A marble floor comes into focus as the opening credits begin to play. No music, no conversation, just the simple sound of the water swishing across the pavement and a plane's engine booming overhead. It is only clear when the credits finish that the scene is not of a school or a hospital, but someone’s home, and that the person washing the floor does not live there, but works as a housekeeper. This film is her story: as a housekeeper, as a woman and as someone who is truly alone in this world. Her story is one of love, compassion, loyalty, heartbreak and loss, and it drives what can only be called one of the year’s best films.
“ROMA” is a wonderful take on the human condition. Director Alfonso Cuarón crafts a story that blends Mexican culture and the universally shared feeling of loneliness to create a unique narrative that reminds the viewer that, while being alone can be hard, comfort and comradery can be found among others with similar experiences. As a result, the film explores the bond that can form from being alone together.
What truly makes “ROMA” great is its storytelling method. The best way to watch this movie is in a dark space with the volume maxed out. As much as “Dunkirk” and “First Man,” “ROMA” is an experiential film. However, it is in a different vein than the other two. They explore the rather harsh and extreme conditions of war and space travel, respectively, but “ROMA” tackles everyday life in Mexico City. As a result, the dominant sounds are not of gunshots and explosions, but of street chatter, dogs barking, planes flying overhead and mariachi music.
The goal is to make the viewer feel like they have just spent two hours in Latin America, all without a score. Every scene maintains the background noise captured while filming: the shouting of people from the streets, the birds chirping in their cage, the cries and screams of people in the hospital and even the boom of plane jet engines flying overhead.

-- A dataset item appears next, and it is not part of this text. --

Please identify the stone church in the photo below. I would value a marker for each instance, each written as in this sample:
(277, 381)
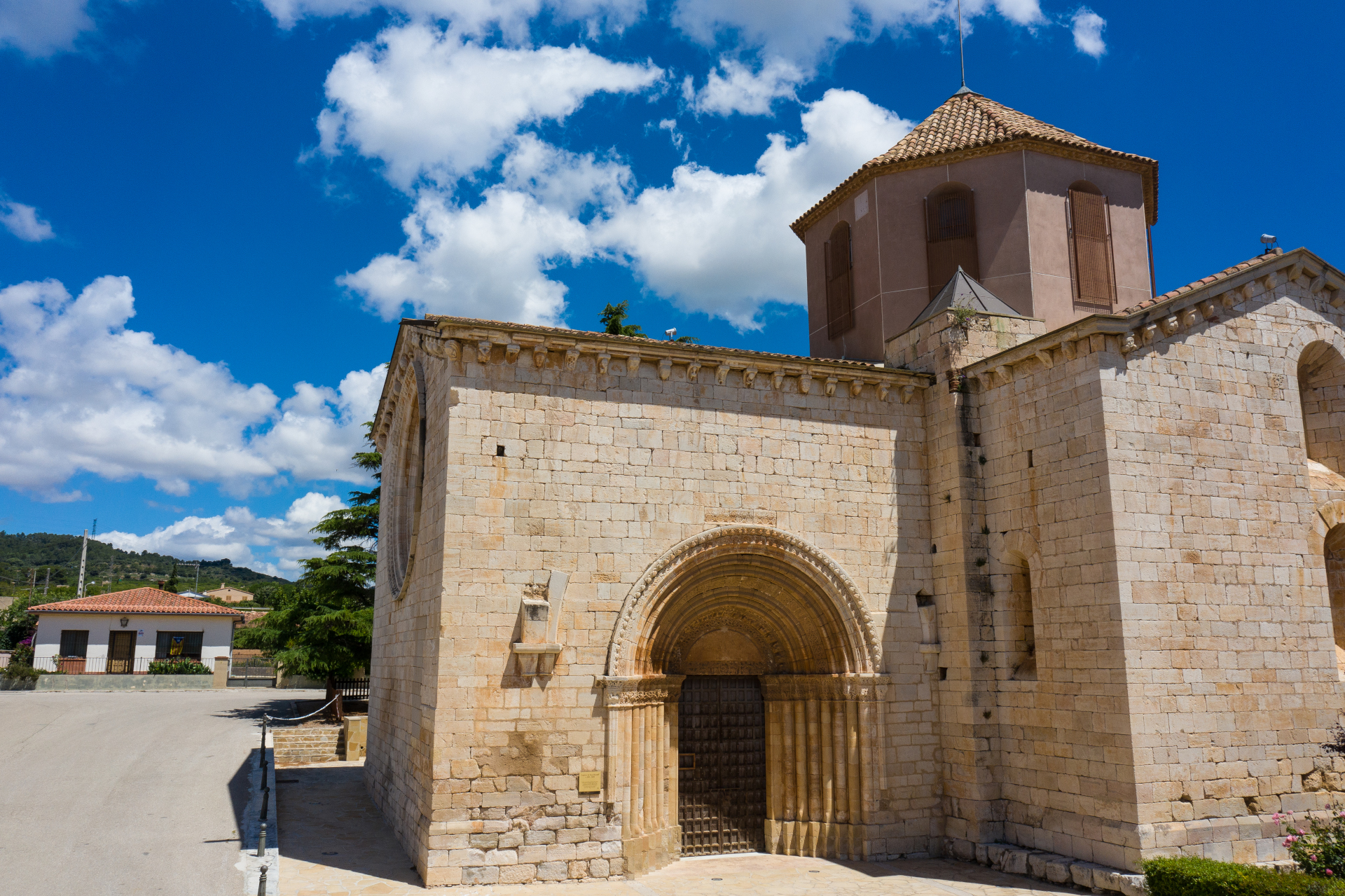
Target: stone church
(1021, 558)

Cuarón complements the auditory experience with an even more unique visual experience. As each scene ends, the camera continues to film five to 10 more seconds. Although appearing to contribute nothing to the film, it adds an extra layer of beauty and a connection to reality. These still shots focus on mundane pieces of life like birds in a cage, cars driving on the street or even a woman washing the floor. Cuarón does all this to present an authentic, unedited version of life in Mexico City that will remind people who have visited the region of their fondest memories or transport those who have never been to a land of chaos and wonder.
To accompany the excellent filming techniques, “ROMA” explores the theme of loneliness, particularly as it applies to women. The main characters are present and future mothers who are largely abandoned by their significant others. The experience of the main character, Cleo, is the most jarring in this film. Cleo is a young woman who becomes pregnant after her first sexual experience. This realization initially causes worry, which scales up to true terror when she realizes that the man who got her pregnant will not help with the child. As the film progresses, we see Cleo become increasingly isolated as she withdraws from interactions with other children. Through Cleo, Cuarón presents a narrative of worry, fear, and ultimately loneliness. It is through this powerful narrative that the audience is exposed to the struggle of single parenthood.
The intense narrative that “ROMA” captures is truly mesmerizing insight into daily life. The details that Cuaron captures in his film immerse the viewer in the region and gives audiences a sense of the serenity and chaos of life in Mexico City. Its intense themes of motherhood and loneliness challenge American norms while offering experiences to which everyone can relate. The intricacies of the film demonstrate that “ROMA” was not built in a day.